Jay Rayner tries to do the economics of food again.

And as you would expect, doesn\’t quite manage to get it right.

And yet a vibrant, thriving agriculture sector is not some optional luxury. It\’s not something we can take for granted. The availability of affordable, quality food – the robustness of British food security in the 21st century – depends upon it.

OK, agreed. Food security is indeed important.

British wheat harvests are down nearly 15% and much of it is of very poor quality. In 2011, 90% of the harvest was of a high enough grade – rich in protein and gluten – to be milled for flour. In 2012 only 10% was. Millers had to import the rest.

And given that Britain is a small and sometimes damp island we cannot gain food security by depending upon domestic agriculture. As Mr. Rayner shows us. It is absolutely vital that we source our food from a variety of geographic regions and weather systems.

All of which is fine: until we get to Mr. Rayner\’s suggestion of how we should achieve food security: depend upon British farming.

Why is it that people just won\’t believe their own evidence?

6 thoughts on “Jay Rayner tries to do the economics of food again.”

  1. “Why is it that people just won’t believe their own evidence?”

    Because you have a presumption, one works from evidence towards a conclusion.
    The writer starts with the conclusion. British farming in “crisis” should be supported. Then works backwards gathering “evidence” for that position. If you’re going to criticise that, you negate pretty well all of Guardian style journalism & most “progressive” thinking.

    Please try & keep up with the program.

  2. Is there ever a time that farmers aren’t complaining of a crisis?

    Andwe know why dairy farmers are suffering – there’s too many of them, overproducing milk.

  3. Mind you, if government health propagandists hadn’t indoctrinated the population with the belief that milk, butter and cheese are dangerous substances, maybe there wouldn’t be too many of them. Still, things are as they are.

  4. Every single year that I can remember, dairy farmers en masse have been claiming that they are producing milk below cost, because of the evil supermarkets.

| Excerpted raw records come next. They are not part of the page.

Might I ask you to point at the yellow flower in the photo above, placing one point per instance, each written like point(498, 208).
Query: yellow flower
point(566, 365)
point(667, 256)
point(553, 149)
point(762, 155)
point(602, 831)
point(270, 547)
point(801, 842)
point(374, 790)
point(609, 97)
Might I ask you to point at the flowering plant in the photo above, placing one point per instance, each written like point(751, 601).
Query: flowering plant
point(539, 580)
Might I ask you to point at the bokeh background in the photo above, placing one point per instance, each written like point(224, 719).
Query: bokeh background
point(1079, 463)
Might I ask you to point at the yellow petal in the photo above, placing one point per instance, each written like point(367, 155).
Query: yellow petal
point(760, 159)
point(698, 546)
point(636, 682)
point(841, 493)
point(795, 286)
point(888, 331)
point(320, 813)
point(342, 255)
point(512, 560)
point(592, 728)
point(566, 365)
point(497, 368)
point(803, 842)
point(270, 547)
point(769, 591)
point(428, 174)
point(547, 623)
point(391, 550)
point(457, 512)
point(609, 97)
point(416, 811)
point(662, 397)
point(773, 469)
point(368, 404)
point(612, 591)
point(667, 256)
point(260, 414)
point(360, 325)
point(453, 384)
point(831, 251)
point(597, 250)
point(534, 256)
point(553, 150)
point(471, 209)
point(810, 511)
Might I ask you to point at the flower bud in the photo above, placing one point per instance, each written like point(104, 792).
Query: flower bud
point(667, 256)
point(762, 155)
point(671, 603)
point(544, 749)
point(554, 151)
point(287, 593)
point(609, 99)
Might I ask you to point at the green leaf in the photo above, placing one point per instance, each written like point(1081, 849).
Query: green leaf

    How do we have any dairy farmers left at all?

  5. Interested: combination of subsidy for land area under cultivation; and people not being strictly economically rational.

    The latter means that dairy farmers don’t want to sell up and work in a call centre, even though they’d make more money.

    The former means that, even if the margin on each additional litre of milk sold is negative, a dairy farmer still has just about enough money to pay the bills and stay in business.

  6. British wheat harvests are down nearly 15% and much of it is of very poor quality. In 2011, 90% of the harvest was of a high enough grade – rich in protein and gluten – to be milled for flour. In 2012 only 10% was. Millers had to import the rest.

    Absolute guff.
    Yes, 2012 harvest was rubbish but it didn’t come in until Aug /Sep, so for 8 months of 2012 millers were running on 2011 harvest, which was average to good for breadmaking flour. The flour millers will import more than usual this year, because bushel weights are low and the amount of flour they get per truck of wheat is down, but suggest we will import 12 million tonnes or so of wheat in the 2012-13 campaign is nonsense. They will just fortify with protein from the industries (eg starch) that mill wheat and extract the gluten as a co-product – as they do every year, but more so, and at a higher price. In the meantime they are raking it in from unusually high prices for their own co-product, wheatfeed, which is feeding stock (kept off the grass by the wet weather) much longer than usual and at a high value due to the global protein shortage.